Para a tarde desta terça-feira (3), está programado um conselho regional ampliado na sede do núcleo em Erechim, no qual devem participar professores de Erechim e região. Na pauta está a avaliação da greve e o planejamento das próximas mobilizações. De acordo com a diretora regional do Cpers, Marisa Inês Betiato, o sindicato deve dar sequência às ações de mobilização. “Já temos várias visitas em escolas já agendadas e seguiremos mobilizando a categoria contra projetos que tiram o direito dos trabalhadores”, ressaltou.

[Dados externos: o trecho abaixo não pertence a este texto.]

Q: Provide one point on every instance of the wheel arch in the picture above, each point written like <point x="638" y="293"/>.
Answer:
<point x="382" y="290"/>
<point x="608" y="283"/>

Questionada sobre a decisão do Estado de priorizar o pagamento de servidores com menores salários (até R$1,7 mil), a sindicalista elencou dados do Dieese, salientando que neste formato, apenas 19,7% dos professores e 48% dos funcionários foram pagos na última sexta-feira. “Apesar de não termos parcelamento, a maioria dos professores segue sem pagamento, assim como mais de metade dos funcionários”, pontuou. Os servidores que recebem até R$ 4 mil deverão receber a partir do dia 7 e os demais só depois do dia 17 de outubro.

Na manhã de ontem (2), o núcleo de secretários da Coordenação de Governo recebeu as lideranças das Coordenadorias Regionais de Educação (CREs) para dialogar sobre a situação financeira do Estado e as medidas que estão sendo tomadas para o equilíbrio financeiro e fiscal do Rio Grande do Sul. A reunião teve como objetivo principal comunicar aos coordenadores que o canal de diálogo entre o governo e as escolas se mantém aberto, e também alertar para os riscos ao ano letivo causados pela greve de professores.

Corte do ponto

Na última sexta-feira (29), o governo do Estado divulgou nota explanando sua decisão de cortar o ponto de servidores grevistas, argumentando que até aquele dia 47% dos servidores da Educação já haviam recebido seus salários integralmente e que até 11 de outubro o pagamento da maioria estaria quitado. Ao definir o movimento deflagrado pelo Cpers como “tentativa de gerar tensão social”, afirmando ser este comandado por “atores políticos que agravaram a atual crise quando estavam no governo”, a nota pontuava ainda que os envolvidos “não estão preocupados com a educação, mas com seus próprios objetivos eleitorais”.

No dia seguinte, porém, o comando de greve do Cpers divulgou nota comunica que o sindicato ganhou um mandado de segurança contra o corte do ponto dos educadores protocolado pela assessoria jurídica do sindicato no Tribunal de Justiça do Rio Grande do Sul.